Um projeto arquitetônico grandioso promete transformar as dunas de Abu Dhabi, nos Emirados Árabes Unidos, no modelo de cidade do futuro. Batizada de Masdar City, a construção tem a sustentabilidade como foco e promete ser isenta de emissões de CO2. Para isso, contará com tudo que o conhecimento humano e o dinheiro dos maiores petroleiros árabes podem conseguir, como tecnologia de ponta e investimento da casa dos US$ 22 bilhões.
Segundo o responsável pelo projeto, o renomado arquiteto inglês Norman Foster, o resultado de tanto empenho será uma cidade com matriz energética 100% renovável, uso exclusivo de transporte público, refrigeração natural dos edifícios e ruas da cidade baseada na arquitetura árabe tradicional, e até documentação dos habitantes totalmente digital para evitar o uso de papel.
Por ironia ou não, o projeto, resultado de uma parceria do governo local com os sultões do "ouro negro" dos Emirados Árabes, visa ser um modelo que ajude a preparar o país para a era pós-petróleo, na qual o mundo terá que se adaptar em todas as esferas de produção e consumo.
Mas será que a cidade ultra-sustentável será mesmo um modelo possível de ser reaplicado em todo o mundo? Para o crítico em arquitetura do jornal New York Times, Nicolai Ouroussoff, o projeto não passa de uma "Disneylândia" verde. Em um artigo publicado no jornal de domingo, 26 de setembro, Ouroussoff falou sobre as impressões de sua visita ao projeto, que já está pronto para receber os primeiros moradores.
Para Ouroussoff, a cidade não é apenas uma miragem futurista e tem muitos pontos positivos, como a integração entre tecnologias de última geração e o design antigo das cidades árabes, inserida em uma sociedade que convive com o tradicional e o moderno diariamente. "Uma visão que, a princípio, transborda esperança", afirma.

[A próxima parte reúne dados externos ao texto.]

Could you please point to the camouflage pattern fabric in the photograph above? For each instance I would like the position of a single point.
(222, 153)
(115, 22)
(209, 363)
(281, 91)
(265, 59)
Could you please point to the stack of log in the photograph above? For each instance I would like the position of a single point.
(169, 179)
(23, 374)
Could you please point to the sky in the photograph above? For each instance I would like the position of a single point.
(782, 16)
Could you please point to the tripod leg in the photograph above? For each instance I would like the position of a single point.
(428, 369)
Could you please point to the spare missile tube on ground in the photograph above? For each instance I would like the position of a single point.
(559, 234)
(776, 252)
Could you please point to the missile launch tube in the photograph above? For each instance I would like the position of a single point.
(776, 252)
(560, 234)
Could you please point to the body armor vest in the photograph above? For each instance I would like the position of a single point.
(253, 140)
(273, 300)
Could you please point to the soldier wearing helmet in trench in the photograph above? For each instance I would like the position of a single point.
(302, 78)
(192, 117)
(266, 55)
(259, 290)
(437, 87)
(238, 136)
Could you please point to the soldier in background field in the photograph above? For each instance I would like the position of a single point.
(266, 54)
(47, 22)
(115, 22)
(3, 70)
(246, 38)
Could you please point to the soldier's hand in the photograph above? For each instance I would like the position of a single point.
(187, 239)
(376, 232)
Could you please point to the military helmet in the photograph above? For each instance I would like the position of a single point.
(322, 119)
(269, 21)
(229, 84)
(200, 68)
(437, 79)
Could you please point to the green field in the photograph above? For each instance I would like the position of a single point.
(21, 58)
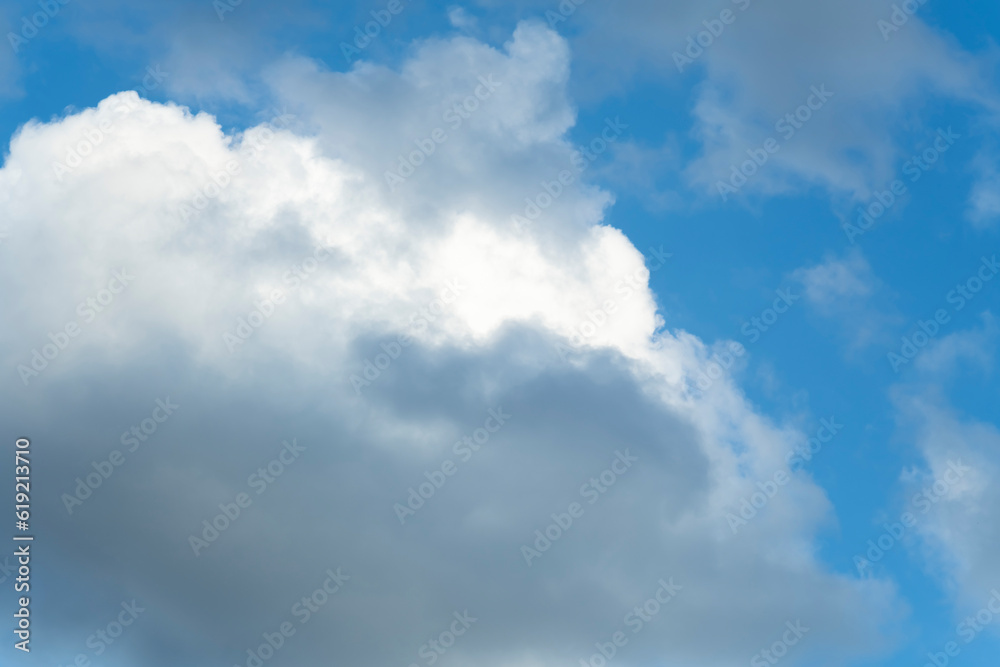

Mas basta ser analisado mais profundamente para que o projeto comece a revelar seus pontos fracos. Segundo a questão levantada por Ouroussoff, a aparente "sustentabilidade" de Masdar City pode estar fadada a permanecer presa na areias de Abu Dhabi, e inacessível ao resto da humanidade. "O projeto reflete uma mentalidade de condomínios fechados que tem se espalhado pelo mundo como um câncer durante décadas. Sua pureza utópica e seu isolamento da vida das cidades reais estão fundamentados na crença, ao que me parece aceita pela maioria das pessoas hoje, de que a única maneira de criar uma comunidade verdadeiramente harmoniosa, verde ou não, é isolando-a do mundo em geral".
Para o colunista ambiental da revista TIME, Bryan Walsh, se Masdar só puder ser sustentável caso permaneça isolada do resto do mundo, nunca será mais do que uma "experiência agradável". Ele lembrou que mais de metade da população mundial, cerca de 3,3 bilhões, vive em cidades - um número que deverá subir para cerca de cinco bilhões até 2030.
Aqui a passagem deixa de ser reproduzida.